Художник останавливается, делая сложный выбор – ему, конечно, хочется верить и в это сказочное будущее, которое сулят газеты: о случайных находках его пропавших картин, ставших бесценными шедеврами, и наши льстивые россказни; но здравый смысл, устоявшаяся вера в беспросветную безнадёгу нашёптывают об изощрённом дьявольском обмане и требует поостеречься.
– "Становление", "Уповаете", "Слияние", "Без преград"…
– Как? – Волосы на голове собеседника шевелятся змеями Горгоны, видно моя подача переворошила все устоявшиеся представления живописца о мироздании. – Никто… Понимаете, еще никто…
Мы многозначительно молчим.
– Вы хотите сказать, что знаете названия заготовок картин? А может вы из полиции, а я указал их в протоколе? – Слова звучат излишне резко. Видно парень пытается найти простое объяснение необъяснимому. Но слезящиеся глаза молят продолжать рождение сказки. – Что же вы от меня хотите?
– Я хочу, чтобы ты нам поверил. Ни одна, даже самая захудалая газетёнка, вечно страдающая от отсутствия пережаренных фактов, не купилась на этот банальный инцидент. А информации о будущих картинах нет даже в полицейском протоколе. Она присутствует только… – я, поддавшись искушению, выдерживаю тягостную театральную паузу, – В твоем БУДУЩЕМ!
– Несколько украденных картин будут найдены в течение этого полувека, – Свежеиспечённый «инспектор Лосев» указывает на разбросанные по столу газетные вырезки, – Ну вы же прочитали – везде чистейшая случайность… Большая часть не будет найдена ещё и в наше время.
– Ваше, это когда?
– Прибавьте сотню с хвостиком лет.
– И что? Что вы хотите в нашем времени? Найти все мои картины?
Наступал кульминационный момент. Перебрасывая нить разговора друг-другу, мы не даём и секунды спокойно поразмыслить:
– Нет. Мы намерены защитить вас.
– От чего?
– Понимаете, кража картин, проблемы с реализацией, гробовое молчание критиков – это всё заговор, инициированный из нашего будущего. Точнее… из ВАШЕГО будущего.
– Зачем? – Художник внимательно слушает, втайне надеясь на, пускай не совсем безупречно гладкое, объяснение своих бед… Но зато такое близкое и понятное – он гений, и только скрытая злая воля мешает реализовать весь потенциал.
– Цель – поднять цену на картины.
– Вот, например, кто к вам обратился о проведении выставки картин?

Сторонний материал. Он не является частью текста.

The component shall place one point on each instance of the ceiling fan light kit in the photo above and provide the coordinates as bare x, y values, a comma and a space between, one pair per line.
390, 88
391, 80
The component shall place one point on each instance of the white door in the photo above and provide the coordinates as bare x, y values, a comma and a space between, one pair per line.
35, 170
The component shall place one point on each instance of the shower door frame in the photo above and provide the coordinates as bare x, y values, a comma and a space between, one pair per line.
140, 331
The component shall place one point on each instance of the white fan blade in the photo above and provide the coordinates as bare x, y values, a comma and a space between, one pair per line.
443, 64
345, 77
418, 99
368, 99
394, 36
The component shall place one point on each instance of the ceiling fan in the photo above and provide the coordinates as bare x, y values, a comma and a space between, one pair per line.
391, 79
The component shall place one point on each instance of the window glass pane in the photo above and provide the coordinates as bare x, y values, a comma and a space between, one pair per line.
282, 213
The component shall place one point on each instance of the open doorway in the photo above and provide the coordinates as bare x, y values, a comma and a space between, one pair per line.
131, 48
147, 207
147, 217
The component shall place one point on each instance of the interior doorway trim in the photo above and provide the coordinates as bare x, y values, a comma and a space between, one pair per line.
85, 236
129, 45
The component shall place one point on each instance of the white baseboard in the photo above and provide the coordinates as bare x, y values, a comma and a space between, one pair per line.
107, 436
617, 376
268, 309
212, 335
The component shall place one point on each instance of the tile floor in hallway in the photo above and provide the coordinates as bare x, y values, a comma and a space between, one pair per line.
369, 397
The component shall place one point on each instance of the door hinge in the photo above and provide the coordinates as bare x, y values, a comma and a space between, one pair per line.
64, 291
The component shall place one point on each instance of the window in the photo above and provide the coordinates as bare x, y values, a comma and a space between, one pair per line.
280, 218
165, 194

Перекрёстный разговор давит уже сломленного человека, заставляя всё глубже и глубже погружаться в болото нашей фантастической истории, безусловно беря на веру слова двух искусителей.
– Не знаю, получил заказное письмо, обрадовался, поэтому даже не поинтересовался. Казалось вот оно – нашлись поклонники моего таланта. Отдал почти все свои законченные картины… самые удачные – пятнадцать штук. До этого, за всё время смог продать только четыре, а тут пообещали распродать всё в течение месяца. А потом взлом, кража, и всё-о-о… Когда пришёл за компенсацией от кражи, никого не нашёл – ни хозяина зала, ни арендатора.